Los barriles fueron depositados entre 1946 y 1990 en llanuras abisales del noreste del Atlántico, a unos 600 kilómetros de la costa de Nantes y a más de 4.000 metros de profundidad. Sellados en cemento o betún, permanecen desde entonces en uno de los entornos más inhóspitos del planeta.
El proyecto, denominado NODSSUM, está impulsado por el Centro Nacional de Investigación Científica (CNRS), junto con el Instituto Francés de Investigación para la Explotación del Mar (Ifremer), la Autoridad de Seguridad Nuclear y de Radioprotección (ASNR) y otros socios internacionales.

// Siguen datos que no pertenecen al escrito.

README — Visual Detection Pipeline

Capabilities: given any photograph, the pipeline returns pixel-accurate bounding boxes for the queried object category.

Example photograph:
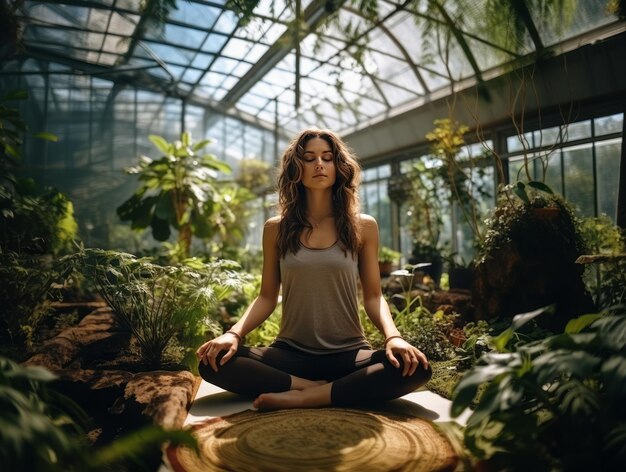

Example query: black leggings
[199,342,432,406]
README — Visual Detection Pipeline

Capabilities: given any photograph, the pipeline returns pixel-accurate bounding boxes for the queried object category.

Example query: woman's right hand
[196,333,240,372]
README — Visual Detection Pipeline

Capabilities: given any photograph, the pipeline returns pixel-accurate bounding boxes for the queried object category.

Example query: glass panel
[202,34,228,53]
[214,10,239,34]
[182,69,203,84]
[506,132,533,152]
[596,138,622,222]
[162,23,207,49]
[594,113,624,136]
[563,144,595,216]
[563,120,591,141]
[169,1,220,26]
[533,126,564,147]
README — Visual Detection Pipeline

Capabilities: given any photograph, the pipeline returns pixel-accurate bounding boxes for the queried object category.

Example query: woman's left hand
[385,338,428,376]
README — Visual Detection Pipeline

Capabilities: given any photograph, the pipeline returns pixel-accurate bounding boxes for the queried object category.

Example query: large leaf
[600,354,626,407]
[533,349,601,385]
[191,139,213,152]
[565,313,602,334]
[450,353,521,417]
[492,305,554,352]
[200,154,232,174]
[594,315,626,351]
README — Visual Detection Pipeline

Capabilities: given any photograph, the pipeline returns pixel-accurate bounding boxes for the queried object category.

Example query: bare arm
[359,215,428,375]
[196,218,280,371]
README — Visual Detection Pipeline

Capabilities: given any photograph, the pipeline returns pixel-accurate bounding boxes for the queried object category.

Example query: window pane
[595,113,624,136]
[596,138,622,222]
[563,144,595,216]
[563,120,591,141]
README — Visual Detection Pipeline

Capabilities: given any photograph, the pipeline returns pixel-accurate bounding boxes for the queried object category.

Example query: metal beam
[220,0,343,108]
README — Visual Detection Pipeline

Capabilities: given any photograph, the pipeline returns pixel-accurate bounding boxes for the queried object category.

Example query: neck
[307,188,334,221]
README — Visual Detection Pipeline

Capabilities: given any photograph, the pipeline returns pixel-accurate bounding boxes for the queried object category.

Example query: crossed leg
[199,347,432,409]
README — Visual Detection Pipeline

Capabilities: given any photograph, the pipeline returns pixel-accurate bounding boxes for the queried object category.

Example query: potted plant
[117,132,231,259]
[378,246,402,277]
[409,240,443,287]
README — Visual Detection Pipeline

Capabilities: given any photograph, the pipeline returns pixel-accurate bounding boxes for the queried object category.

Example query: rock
[25,307,200,444]
[24,307,130,372]
[124,370,199,429]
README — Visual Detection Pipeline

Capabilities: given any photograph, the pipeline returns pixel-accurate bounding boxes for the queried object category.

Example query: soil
[25,301,199,470]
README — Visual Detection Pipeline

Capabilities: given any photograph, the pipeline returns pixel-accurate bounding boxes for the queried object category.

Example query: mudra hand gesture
[385,335,428,376]
[196,331,241,372]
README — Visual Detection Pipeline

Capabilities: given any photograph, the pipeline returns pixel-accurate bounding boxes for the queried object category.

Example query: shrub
[0,252,57,357]
[452,306,626,471]
[64,249,247,367]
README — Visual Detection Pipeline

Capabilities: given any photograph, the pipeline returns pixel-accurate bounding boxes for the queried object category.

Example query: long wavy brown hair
[278,128,361,257]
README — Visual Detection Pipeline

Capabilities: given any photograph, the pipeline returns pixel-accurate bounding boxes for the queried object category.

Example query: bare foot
[291,375,328,390]
[252,383,332,410]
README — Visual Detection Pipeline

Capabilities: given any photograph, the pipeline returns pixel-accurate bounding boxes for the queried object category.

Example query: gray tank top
[276,243,370,354]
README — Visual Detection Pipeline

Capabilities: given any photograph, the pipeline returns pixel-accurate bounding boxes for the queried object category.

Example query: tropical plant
[117,132,231,258]
[61,249,246,367]
[581,215,626,308]
[0,252,58,360]
[404,156,448,247]
[451,306,626,471]
[478,182,585,263]
[382,266,458,361]
[0,357,198,472]
[0,179,78,254]
[426,118,490,242]
[378,245,402,263]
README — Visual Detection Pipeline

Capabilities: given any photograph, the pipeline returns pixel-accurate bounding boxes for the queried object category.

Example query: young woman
[197,129,432,409]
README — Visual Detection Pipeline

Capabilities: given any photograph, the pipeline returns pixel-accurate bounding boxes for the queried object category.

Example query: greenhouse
[0,0,626,472]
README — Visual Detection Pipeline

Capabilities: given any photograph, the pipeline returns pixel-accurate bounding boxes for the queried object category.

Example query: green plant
[477,182,585,263]
[0,252,58,359]
[405,157,448,247]
[581,215,626,308]
[0,357,198,472]
[62,249,246,367]
[426,118,489,241]
[382,270,457,361]
[378,246,402,263]
[117,132,231,258]
[0,179,78,254]
[452,306,626,471]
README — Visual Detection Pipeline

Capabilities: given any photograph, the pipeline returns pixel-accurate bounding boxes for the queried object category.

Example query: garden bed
[25,303,200,452]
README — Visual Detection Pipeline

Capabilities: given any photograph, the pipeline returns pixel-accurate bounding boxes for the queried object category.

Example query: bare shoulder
[265,215,281,229]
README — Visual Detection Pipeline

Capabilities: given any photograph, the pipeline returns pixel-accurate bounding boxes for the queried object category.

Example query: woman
[197,129,432,409]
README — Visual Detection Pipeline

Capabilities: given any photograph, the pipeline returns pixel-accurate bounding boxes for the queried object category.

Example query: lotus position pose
[197,129,432,409]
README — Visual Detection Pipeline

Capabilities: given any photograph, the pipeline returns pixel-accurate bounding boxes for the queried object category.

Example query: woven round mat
[167,408,458,472]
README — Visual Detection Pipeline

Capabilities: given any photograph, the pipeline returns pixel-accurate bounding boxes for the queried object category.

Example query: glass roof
[12,0,623,135]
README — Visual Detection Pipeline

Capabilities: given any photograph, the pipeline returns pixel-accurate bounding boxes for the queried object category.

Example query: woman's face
[302,138,337,189]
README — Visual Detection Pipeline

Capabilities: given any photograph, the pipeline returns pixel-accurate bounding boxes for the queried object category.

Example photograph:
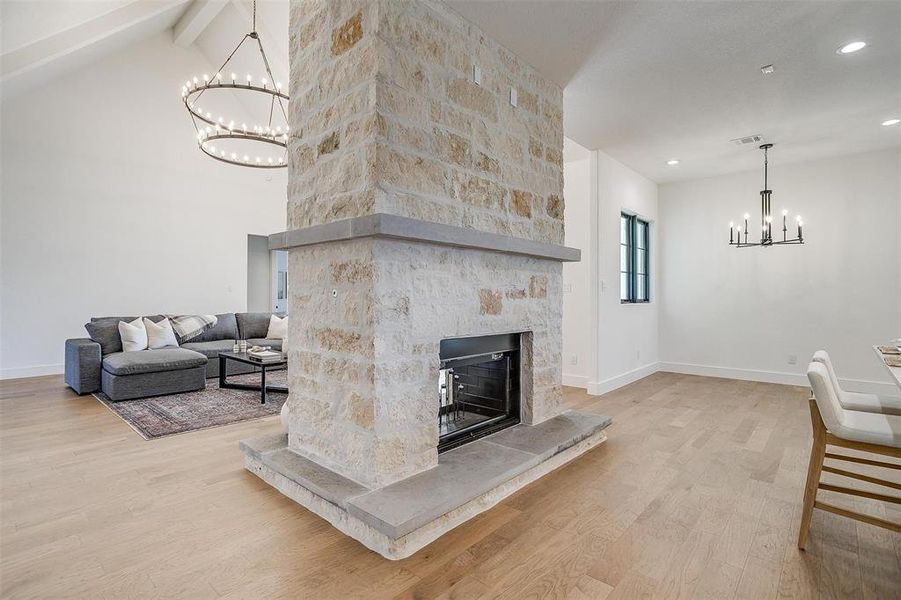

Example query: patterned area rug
[94,371,288,440]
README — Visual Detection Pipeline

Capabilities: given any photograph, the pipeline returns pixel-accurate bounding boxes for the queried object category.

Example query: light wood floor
[0,373,901,600]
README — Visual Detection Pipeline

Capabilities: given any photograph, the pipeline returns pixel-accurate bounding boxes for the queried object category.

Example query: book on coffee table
[247,350,282,362]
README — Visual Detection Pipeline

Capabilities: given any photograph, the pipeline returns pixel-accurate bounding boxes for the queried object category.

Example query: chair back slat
[807,361,845,431]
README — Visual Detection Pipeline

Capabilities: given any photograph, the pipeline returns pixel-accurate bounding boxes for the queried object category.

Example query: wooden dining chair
[813,350,901,416]
[798,362,901,550]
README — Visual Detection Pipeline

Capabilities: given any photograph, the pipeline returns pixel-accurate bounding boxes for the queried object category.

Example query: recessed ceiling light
[836,42,867,54]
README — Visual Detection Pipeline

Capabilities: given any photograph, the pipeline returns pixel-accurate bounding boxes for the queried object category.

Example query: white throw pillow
[266,315,288,340]
[119,317,147,352]
[144,317,178,350]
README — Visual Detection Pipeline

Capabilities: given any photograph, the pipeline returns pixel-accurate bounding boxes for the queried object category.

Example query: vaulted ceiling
[0,0,901,182]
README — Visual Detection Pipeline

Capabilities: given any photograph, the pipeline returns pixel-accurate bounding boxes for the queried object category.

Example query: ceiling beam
[172,0,228,48]
[0,0,188,84]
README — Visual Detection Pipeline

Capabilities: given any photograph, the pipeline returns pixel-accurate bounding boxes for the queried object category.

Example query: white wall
[659,150,901,393]
[588,151,660,394]
[0,31,287,378]
[563,145,659,394]
[563,151,592,387]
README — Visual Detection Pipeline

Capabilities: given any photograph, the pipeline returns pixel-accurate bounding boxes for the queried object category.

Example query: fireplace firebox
[438,333,521,453]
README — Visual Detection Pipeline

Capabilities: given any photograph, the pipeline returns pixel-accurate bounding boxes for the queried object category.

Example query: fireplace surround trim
[269,213,582,262]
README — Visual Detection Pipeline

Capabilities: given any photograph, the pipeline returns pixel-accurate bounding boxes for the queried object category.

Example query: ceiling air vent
[729,135,763,146]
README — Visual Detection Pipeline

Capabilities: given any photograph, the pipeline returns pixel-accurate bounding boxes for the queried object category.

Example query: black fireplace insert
[438,333,521,453]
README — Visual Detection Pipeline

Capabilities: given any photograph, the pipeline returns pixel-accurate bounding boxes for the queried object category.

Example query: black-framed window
[619,213,651,303]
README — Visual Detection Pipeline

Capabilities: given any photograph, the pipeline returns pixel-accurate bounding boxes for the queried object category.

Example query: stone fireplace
[242,0,609,558]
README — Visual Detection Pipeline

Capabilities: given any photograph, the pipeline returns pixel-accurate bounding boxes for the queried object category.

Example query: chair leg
[798,398,826,550]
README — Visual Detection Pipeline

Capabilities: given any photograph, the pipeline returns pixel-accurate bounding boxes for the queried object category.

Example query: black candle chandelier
[181,1,289,169]
[729,144,804,248]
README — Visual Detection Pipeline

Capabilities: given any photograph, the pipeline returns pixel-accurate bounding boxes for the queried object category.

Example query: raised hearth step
[241,410,611,539]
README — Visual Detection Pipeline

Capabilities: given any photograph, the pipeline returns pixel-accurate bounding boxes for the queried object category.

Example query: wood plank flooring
[0,373,901,600]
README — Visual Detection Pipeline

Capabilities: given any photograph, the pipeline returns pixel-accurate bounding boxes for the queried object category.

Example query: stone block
[332,11,363,56]
[479,289,503,315]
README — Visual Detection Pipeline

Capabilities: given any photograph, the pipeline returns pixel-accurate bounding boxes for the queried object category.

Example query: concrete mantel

La primera fase comenzó en junio de 2025 y se centró en cartografiar un área de 6.000 kilómetros cuadrados del fondo oceánico. Para ello se empleó sonar de alta resolución y el vehículo submarino autónomo UlyX, capaz de operar a grandes profundidades.

Industria «El Corsario S.A.»
Además de localizar los barriles, los científicos recolectaron muestras de agua, sedimentos y fauna marina para analizar la presencia de radionúclidos y su comportamiento en el ecosistema profundo.
Señales de contaminación y vida marina
Los resultados preliminares detectaron una leve contaminación radiactiva, aunque en niveles comparables a algunas zonas ya afectadas en territorio francés. Este hallazgo orientó el desarrollo de una segunda etapa más focalizada.
En esta fase, los investigadores descendieron en el sumergible Nautile durante casi dos horas para observar directamente los barriles y su entorno.
“Pasamos de un enfoque macroscópico a uno centrado en puntos de interés específicos”, explicó Patrick Chardon, especialista en efectos de la radiactividad ambiental.